Practical Guide to Clinical Data Management. In the third edition of Introduction to Health Research Methods, every chapter from the second edition has been The new edition also features several new chapters and subsections that provide expanded coverage of the clinical and Author : Susanne Prokscha Publisher: CRC Press ISBN: Category: Computers Page: View: Read Now » The management of clinical data, from its collection during a trial to its extraction for analysis, has become a critical element in the steps to prepare a regulatory submission and to obtain approval to market a treatment.

Groundbreaking on its initial publication nearly fourteen years ago, and evolving with the field in each iteration since then, the third edition of Practical Guide to Clinical Data Management includes important updates to all chapters to reflect the current industry approach to using electronic data capture EDC for most studies. It also details the context of regulations that guide how those systems are used and how those regulations are applied to their installation and maintenance.

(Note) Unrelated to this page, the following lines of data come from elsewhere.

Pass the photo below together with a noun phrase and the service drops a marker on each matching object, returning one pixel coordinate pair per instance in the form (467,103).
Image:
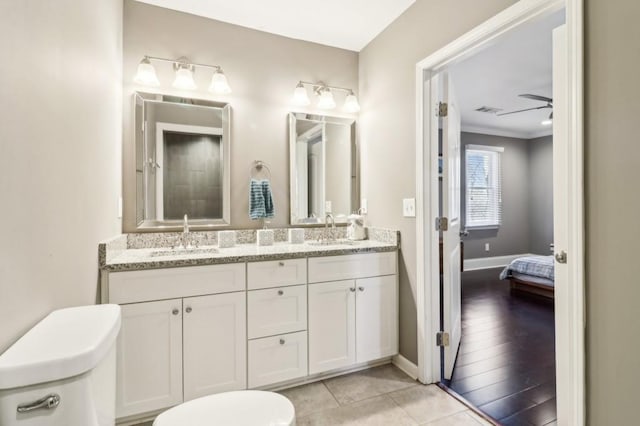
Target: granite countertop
(131,259)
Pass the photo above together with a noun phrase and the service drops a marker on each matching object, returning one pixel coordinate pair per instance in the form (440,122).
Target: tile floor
(383,396)
(378,396)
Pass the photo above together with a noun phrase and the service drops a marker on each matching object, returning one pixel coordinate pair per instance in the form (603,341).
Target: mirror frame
(293,178)
(144,98)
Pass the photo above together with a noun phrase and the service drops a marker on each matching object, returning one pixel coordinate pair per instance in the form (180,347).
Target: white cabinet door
(376,318)
(277,358)
(215,339)
(149,362)
(332,328)
(276,311)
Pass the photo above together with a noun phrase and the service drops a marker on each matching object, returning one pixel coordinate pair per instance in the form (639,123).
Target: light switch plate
(409,207)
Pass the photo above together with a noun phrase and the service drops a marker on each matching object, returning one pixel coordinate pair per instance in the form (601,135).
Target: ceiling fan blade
(523,110)
(536,97)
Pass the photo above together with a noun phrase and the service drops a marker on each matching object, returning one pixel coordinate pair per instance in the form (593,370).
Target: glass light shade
(219,83)
(300,96)
(351,103)
(184,79)
(326,100)
(146,74)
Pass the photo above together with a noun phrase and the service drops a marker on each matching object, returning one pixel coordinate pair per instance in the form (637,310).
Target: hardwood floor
(506,361)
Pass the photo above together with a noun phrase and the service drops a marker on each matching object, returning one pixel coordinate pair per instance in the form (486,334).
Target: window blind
(483,186)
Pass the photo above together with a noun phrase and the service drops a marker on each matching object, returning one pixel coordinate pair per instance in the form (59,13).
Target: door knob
(561,257)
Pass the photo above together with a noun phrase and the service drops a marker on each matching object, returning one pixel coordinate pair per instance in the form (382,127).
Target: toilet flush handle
(48,402)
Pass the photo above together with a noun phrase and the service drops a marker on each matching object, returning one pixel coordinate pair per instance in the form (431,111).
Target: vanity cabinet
(174,350)
(352,320)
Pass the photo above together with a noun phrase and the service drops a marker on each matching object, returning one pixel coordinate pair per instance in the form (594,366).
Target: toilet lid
(239,408)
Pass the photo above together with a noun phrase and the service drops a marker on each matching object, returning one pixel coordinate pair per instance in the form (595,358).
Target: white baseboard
(405,365)
(491,262)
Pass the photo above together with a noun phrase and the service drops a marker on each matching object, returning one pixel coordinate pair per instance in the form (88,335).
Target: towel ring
(258,167)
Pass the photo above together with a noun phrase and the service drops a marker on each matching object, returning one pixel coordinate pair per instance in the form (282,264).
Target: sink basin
(183,251)
(333,243)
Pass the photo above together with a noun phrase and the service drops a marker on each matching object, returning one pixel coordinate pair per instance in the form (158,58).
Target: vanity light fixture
(325,96)
(184,70)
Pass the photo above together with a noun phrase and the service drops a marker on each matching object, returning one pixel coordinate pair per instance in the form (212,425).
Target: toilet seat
(238,408)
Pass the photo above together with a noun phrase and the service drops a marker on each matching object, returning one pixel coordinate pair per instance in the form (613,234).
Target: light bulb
(184,79)
(351,103)
(146,74)
(219,83)
(300,96)
(326,99)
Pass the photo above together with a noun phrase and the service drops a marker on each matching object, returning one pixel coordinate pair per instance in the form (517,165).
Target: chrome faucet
(185,233)
(328,217)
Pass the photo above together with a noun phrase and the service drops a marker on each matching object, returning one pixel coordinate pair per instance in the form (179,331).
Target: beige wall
(60,147)
(612,210)
(387,124)
(262,69)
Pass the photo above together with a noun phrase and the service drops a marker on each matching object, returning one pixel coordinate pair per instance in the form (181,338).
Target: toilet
(62,372)
(237,408)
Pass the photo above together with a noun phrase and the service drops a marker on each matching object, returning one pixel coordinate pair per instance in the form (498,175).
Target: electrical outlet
(409,207)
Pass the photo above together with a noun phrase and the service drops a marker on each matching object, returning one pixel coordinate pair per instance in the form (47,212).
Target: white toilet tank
(62,372)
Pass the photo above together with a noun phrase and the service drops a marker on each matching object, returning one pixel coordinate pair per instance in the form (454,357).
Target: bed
(534,274)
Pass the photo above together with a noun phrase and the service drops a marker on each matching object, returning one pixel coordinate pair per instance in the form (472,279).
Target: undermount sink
(183,251)
(333,243)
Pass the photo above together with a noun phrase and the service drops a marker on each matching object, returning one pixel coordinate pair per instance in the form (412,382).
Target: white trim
(484,148)
(491,262)
(405,365)
(570,378)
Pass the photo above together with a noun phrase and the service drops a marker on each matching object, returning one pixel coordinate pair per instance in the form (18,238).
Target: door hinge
(442,338)
(443,109)
(442,224)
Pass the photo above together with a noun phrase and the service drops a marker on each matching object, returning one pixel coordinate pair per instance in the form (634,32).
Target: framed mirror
(323,168)
(182,161)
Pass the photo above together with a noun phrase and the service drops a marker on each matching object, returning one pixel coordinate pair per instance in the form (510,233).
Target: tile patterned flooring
(378,396)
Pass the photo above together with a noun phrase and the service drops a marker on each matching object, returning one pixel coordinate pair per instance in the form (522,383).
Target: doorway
(568,214)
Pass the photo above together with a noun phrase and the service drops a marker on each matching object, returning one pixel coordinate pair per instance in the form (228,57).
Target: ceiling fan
(549,104)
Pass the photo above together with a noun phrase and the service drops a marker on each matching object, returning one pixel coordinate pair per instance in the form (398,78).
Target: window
(483,186)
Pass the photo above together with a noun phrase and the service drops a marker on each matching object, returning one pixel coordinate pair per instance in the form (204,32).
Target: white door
(215,344)
(451,237)
(149,366)
(332,325)
(376,318)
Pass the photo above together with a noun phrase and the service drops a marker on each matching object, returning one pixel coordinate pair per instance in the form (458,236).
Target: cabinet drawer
(169,283)
(276,273)
(277,310)
(349,267)
(278,358)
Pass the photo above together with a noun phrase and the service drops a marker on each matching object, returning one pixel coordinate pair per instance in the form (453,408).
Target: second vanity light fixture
(325,96)
(184,74)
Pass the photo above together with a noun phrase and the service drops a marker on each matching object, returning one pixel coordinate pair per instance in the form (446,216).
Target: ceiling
(345,24)
(519,62)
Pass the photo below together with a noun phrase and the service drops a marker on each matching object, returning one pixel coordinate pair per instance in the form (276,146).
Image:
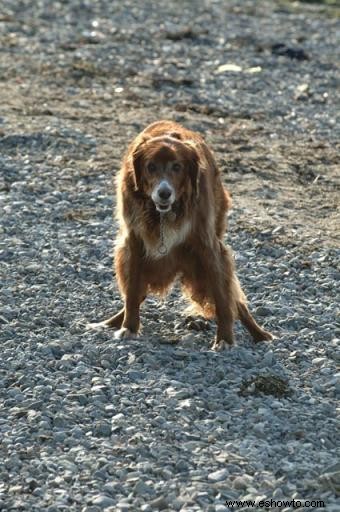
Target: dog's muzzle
(163,195)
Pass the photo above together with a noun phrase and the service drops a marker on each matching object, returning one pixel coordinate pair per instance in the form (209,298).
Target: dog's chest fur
(172,236)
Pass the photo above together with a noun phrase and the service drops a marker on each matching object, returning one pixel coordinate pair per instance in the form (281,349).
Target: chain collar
(162,249)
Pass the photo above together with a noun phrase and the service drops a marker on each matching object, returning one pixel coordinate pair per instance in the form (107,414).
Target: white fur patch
(124,332)
(173,236)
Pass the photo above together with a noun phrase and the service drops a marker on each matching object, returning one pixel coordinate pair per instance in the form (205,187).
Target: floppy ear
(137,160)
(194,167)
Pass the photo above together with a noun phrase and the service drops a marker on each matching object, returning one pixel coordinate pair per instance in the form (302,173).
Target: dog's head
(165,168)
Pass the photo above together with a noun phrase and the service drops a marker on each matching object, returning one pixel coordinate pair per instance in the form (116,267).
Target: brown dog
(171,211)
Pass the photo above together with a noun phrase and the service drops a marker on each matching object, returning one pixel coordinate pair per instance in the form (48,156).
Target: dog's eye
(151,167)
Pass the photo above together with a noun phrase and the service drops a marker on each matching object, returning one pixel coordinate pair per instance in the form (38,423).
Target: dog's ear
(137,161)
(194,167)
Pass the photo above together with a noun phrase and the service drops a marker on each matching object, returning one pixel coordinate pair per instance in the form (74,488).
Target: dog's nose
(164,192)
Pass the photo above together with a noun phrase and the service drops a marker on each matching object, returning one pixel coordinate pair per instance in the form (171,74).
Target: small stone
(159,503)
(103,501)
(242,482)
(218,476)
(142,489)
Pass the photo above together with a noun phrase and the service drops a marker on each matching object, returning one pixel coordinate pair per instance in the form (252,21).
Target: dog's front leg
(219,270)
(129,267)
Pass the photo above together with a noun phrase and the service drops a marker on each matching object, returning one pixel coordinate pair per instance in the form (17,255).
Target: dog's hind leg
(257,333)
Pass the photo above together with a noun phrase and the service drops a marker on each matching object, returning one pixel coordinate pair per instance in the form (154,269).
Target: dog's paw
(124,333)
(220,345)
(263,336)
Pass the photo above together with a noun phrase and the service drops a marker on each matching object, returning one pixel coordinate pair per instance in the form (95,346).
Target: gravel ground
(163,423)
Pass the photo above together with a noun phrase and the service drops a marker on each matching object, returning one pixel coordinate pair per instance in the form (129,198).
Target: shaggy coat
(170,169)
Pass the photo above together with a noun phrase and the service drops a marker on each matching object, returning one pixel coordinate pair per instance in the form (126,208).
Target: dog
(171,209)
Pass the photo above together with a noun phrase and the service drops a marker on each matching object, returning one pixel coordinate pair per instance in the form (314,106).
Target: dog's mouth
(163,207)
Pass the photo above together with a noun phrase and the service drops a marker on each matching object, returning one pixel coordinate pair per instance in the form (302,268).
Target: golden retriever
(172,209)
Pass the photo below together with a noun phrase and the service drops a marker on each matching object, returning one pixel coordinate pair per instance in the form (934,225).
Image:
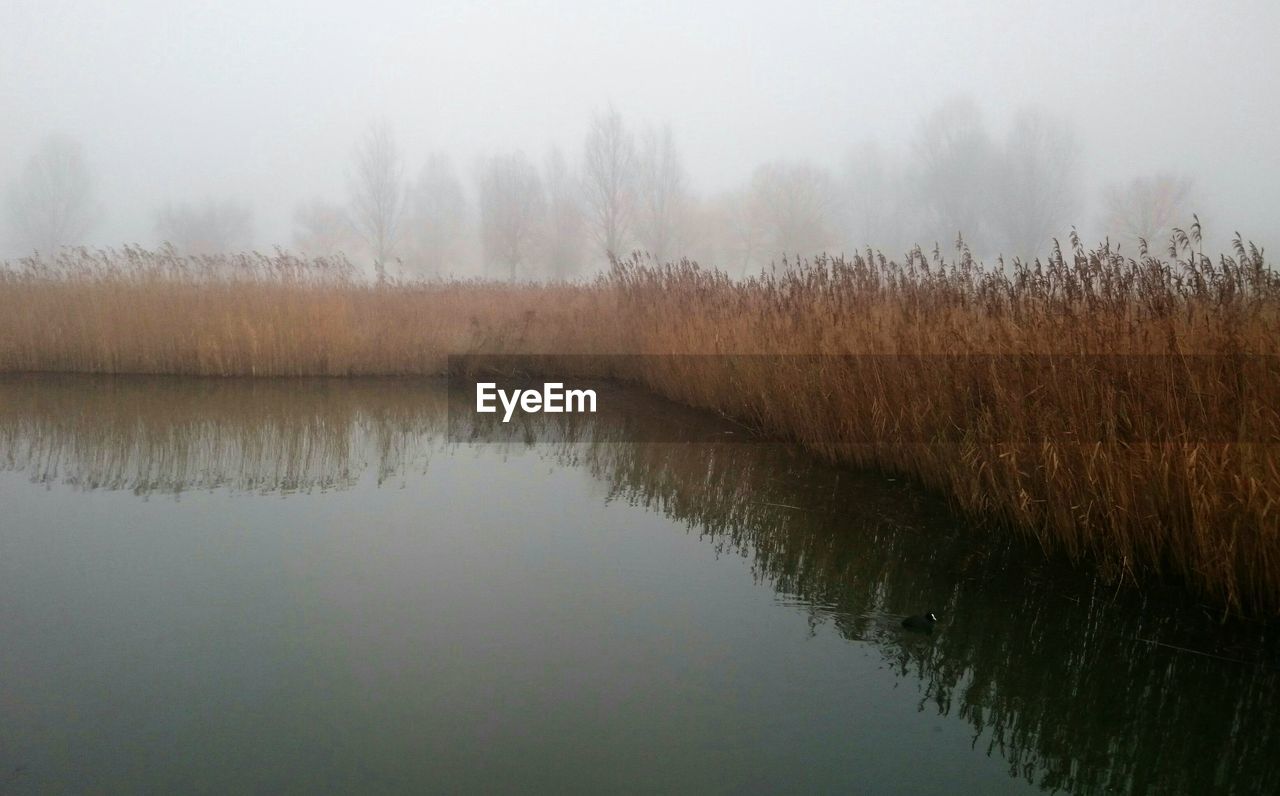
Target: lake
(309,586)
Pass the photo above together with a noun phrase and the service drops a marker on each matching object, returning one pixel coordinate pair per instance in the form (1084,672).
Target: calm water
(301,586)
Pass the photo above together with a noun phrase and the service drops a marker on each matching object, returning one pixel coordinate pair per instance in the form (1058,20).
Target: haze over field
(792,127)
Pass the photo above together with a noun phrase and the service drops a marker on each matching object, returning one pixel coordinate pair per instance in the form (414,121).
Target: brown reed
(1111,406)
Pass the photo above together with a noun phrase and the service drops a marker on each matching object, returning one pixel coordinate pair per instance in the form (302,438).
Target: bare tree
(437,215)
(608,179)
(956,172)
(791,207)
(563,238)
(1038,188)
(511,211)
(51,205)
(206,228)
(1147,207)
(662,209)
(872,199)
(376,184)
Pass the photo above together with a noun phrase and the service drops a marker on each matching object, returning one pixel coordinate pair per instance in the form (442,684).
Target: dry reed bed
(1114,407)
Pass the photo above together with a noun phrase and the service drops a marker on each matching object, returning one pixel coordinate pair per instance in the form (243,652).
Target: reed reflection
(1078,685)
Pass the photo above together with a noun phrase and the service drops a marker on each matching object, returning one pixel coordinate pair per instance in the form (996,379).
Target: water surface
(302,586)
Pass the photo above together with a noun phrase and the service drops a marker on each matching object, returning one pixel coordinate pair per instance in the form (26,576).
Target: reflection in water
(1078,686)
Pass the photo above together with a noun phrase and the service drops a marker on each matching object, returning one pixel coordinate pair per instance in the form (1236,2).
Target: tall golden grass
(1118,408)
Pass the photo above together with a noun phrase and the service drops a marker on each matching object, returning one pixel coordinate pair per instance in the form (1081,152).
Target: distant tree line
(1004,193)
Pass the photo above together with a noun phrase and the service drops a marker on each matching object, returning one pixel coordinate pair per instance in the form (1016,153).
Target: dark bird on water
(922,623)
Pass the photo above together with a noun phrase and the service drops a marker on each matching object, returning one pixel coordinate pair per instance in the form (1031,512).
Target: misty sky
(264,101)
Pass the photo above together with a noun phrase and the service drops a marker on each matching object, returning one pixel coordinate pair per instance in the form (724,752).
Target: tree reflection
(1078,685)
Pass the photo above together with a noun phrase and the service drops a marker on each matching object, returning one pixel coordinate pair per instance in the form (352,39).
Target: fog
(868,123)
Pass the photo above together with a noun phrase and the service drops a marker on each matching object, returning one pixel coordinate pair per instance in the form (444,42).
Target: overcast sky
(264,100)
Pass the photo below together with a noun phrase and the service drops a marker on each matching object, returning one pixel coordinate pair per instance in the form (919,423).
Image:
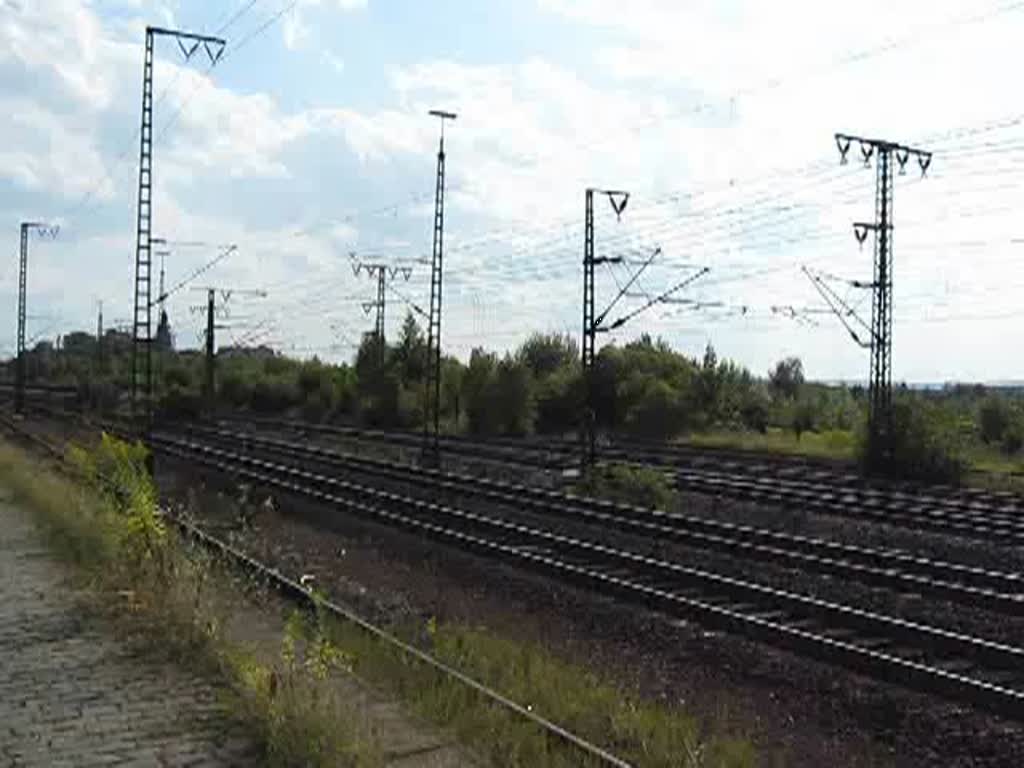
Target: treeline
(644,388)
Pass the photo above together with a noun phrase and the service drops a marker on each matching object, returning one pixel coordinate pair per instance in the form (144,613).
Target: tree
(545,354)
(993,418)
(411,353)
(787,377)
(803,417)
(476,387)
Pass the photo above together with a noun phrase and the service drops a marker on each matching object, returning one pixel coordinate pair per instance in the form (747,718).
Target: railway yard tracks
(982,672)
(456,510)
(985,515)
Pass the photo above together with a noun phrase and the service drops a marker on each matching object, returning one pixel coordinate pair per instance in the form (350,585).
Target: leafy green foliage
(994,416)
(927,443)
(641,486)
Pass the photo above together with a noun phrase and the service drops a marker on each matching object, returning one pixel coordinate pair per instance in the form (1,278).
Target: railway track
(891,569)
(964,668)
(296,591)
(991,516)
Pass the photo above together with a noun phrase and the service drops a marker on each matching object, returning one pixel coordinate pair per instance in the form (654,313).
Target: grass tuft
(161,592)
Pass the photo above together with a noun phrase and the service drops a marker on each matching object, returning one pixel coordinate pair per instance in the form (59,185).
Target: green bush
(628,484)
(994,416)
(1013,435)
(926,444)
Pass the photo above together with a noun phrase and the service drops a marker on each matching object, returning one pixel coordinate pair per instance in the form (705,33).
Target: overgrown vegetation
(132,560)
(642,733)
(643,389)
(139,572)
(927,444)
(641,486)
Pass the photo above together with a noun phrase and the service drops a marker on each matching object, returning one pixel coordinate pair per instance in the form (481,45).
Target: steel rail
(893,569)
(673,588)
(295,590)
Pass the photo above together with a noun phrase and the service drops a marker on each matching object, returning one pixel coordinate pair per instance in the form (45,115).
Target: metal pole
(432,393)
(588,427)
(209,384)
(19,368)
(141,353)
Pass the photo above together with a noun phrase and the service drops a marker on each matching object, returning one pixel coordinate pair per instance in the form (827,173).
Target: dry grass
(163,595)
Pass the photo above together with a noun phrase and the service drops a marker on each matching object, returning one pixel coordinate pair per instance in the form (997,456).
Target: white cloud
(748,183)
(296,31)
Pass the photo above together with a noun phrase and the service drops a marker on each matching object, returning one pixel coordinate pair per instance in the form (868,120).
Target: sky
(309,148)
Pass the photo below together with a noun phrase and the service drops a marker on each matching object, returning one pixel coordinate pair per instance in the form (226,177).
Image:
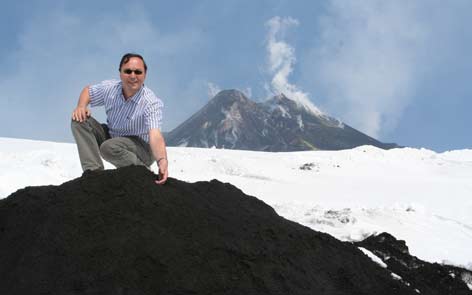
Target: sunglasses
(129,71)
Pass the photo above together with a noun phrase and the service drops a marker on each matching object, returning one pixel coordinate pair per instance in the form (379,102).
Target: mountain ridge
(231,120)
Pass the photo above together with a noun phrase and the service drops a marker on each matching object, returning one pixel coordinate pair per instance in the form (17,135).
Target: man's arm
(81,112)
(158,148)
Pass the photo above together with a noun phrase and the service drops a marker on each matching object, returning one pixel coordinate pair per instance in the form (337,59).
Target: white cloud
(367,60)
(281,60)
(59,53)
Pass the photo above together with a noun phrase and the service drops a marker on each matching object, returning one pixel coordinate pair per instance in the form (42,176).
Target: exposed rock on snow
(429,278)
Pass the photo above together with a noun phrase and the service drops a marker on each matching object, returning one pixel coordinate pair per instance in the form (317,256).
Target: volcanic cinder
(117,232)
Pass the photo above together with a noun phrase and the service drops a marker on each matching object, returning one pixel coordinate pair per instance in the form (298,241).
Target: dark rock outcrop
(232,121)
(116,232)
(428,278)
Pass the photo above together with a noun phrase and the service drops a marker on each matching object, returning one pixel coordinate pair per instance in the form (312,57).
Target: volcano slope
(116,232)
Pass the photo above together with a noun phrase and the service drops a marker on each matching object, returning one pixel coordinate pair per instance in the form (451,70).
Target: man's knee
(76,125)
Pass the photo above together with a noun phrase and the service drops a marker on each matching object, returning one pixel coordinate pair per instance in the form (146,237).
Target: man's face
(132,76)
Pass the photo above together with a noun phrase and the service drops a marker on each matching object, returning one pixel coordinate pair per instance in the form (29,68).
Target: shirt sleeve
(98,92)
(153,115)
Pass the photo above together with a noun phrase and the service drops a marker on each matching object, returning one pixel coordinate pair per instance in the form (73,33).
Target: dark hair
(125,59)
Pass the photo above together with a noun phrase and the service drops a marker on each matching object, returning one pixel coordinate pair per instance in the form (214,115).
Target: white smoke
(368,57)
(281,59)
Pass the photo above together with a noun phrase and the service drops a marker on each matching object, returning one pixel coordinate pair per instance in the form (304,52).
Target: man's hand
(81,114)
(163,173)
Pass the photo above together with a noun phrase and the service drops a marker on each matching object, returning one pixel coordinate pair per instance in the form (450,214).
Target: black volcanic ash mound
(116,232)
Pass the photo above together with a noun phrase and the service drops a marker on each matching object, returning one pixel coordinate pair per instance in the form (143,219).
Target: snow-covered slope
(420,196)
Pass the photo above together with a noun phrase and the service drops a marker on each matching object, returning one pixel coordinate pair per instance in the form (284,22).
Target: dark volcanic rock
(428,278)
(232,121)
(116,232)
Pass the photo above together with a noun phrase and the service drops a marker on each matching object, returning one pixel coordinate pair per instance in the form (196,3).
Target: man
(132,134)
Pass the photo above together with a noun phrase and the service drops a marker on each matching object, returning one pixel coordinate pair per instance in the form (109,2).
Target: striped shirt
(135,116)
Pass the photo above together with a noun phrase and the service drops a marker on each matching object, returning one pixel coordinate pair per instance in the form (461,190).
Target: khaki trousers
(94,141)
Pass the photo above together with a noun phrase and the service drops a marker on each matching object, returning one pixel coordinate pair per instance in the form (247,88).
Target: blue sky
(396,70)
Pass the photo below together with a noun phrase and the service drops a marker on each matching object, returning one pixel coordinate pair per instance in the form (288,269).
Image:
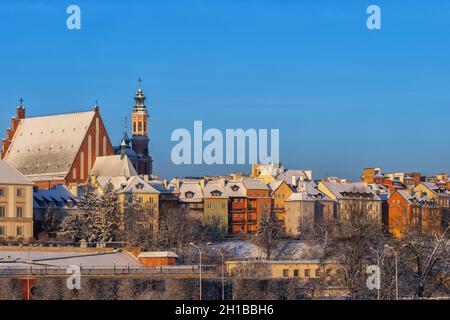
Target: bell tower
(139,130)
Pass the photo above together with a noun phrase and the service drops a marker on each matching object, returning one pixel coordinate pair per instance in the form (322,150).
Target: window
(19,231)
(19,212)
(189,194)
(20,192)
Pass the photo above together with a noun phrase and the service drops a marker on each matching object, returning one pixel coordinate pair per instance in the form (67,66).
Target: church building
(56,149)
(136,148)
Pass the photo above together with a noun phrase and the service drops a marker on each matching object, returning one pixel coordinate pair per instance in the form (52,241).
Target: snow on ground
(246,250)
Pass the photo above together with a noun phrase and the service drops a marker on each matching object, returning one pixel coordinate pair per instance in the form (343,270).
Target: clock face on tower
(139,140)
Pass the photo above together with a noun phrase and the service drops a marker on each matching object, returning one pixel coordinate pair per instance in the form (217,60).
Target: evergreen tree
(110,210)
(269,233)
(92,215)
(71,229)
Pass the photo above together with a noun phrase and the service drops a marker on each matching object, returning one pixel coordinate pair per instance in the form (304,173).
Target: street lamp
(28,270)
(223,270)
(396,269)
(200,264)
(378,261)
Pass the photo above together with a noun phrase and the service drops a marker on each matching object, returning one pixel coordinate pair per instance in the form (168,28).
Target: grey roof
(9,175)
(340,189)
(213,186)
(239,193)
(157,254)
(46,147)
(191,186)
(274,185)
(288,174)
(255,184)
(300,196)
(138,185)
(113,166)
(66,259)
(59,196)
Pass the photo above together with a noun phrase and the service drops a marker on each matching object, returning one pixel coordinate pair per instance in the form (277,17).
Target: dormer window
(189,194)
(216,193)
(140,186)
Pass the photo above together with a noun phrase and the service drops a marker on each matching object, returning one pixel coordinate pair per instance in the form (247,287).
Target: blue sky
(343,97)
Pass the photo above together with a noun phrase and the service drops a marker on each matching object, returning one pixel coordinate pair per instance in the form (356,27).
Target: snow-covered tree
(71,229)
(269,232)
(92,216)
(110,212)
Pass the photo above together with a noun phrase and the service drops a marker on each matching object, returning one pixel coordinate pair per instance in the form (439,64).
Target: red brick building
(56,149)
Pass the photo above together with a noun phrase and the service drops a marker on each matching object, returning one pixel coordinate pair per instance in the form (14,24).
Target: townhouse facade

Keeping the coverage practical rather than academic, the author hones in on the most critical information that impacts clinical trial conduct, providing a full end-to-end overview or introduction for clinical data managers. It emphasizes generic methods of medical documentation applicable to such diverse tasks as the electronic patient record, maintaining a clinical trials database, and building a tumor registry.

The book also guides professionals in the design and use of clinical information systems in various health care settings. It is an invaluable resource for all health care professionals involved in designing, assessing, adapting, or using clinical data management systems in hospitals, outpatient clinics, study centers, health plans, etc. The book combines a consistent theoretical foundation of medical documentation methods outlining their practical applicability in real clinical data management systems.

Two new chapters detail hospital information systems and clinical trials. There is a focus on the international classification of diseases ICD-9 and systems, as well as a discussion on the difference between the two codes. All chapters feature exercises, bullet points, and a summary to provide the reader with essential points to remember. New to the Third Edition is a comprehensive section comprised of a combined Thesaurus and Glossary which aims to clarify the unclear and sometimes inconsistent terminology surrounding the topic.

This extensively updated fifth edition reflects the current knowledge in Health Informatics and provides learning objectives, key points, case studies and references. Available as a printed copy and E-book. Author : J.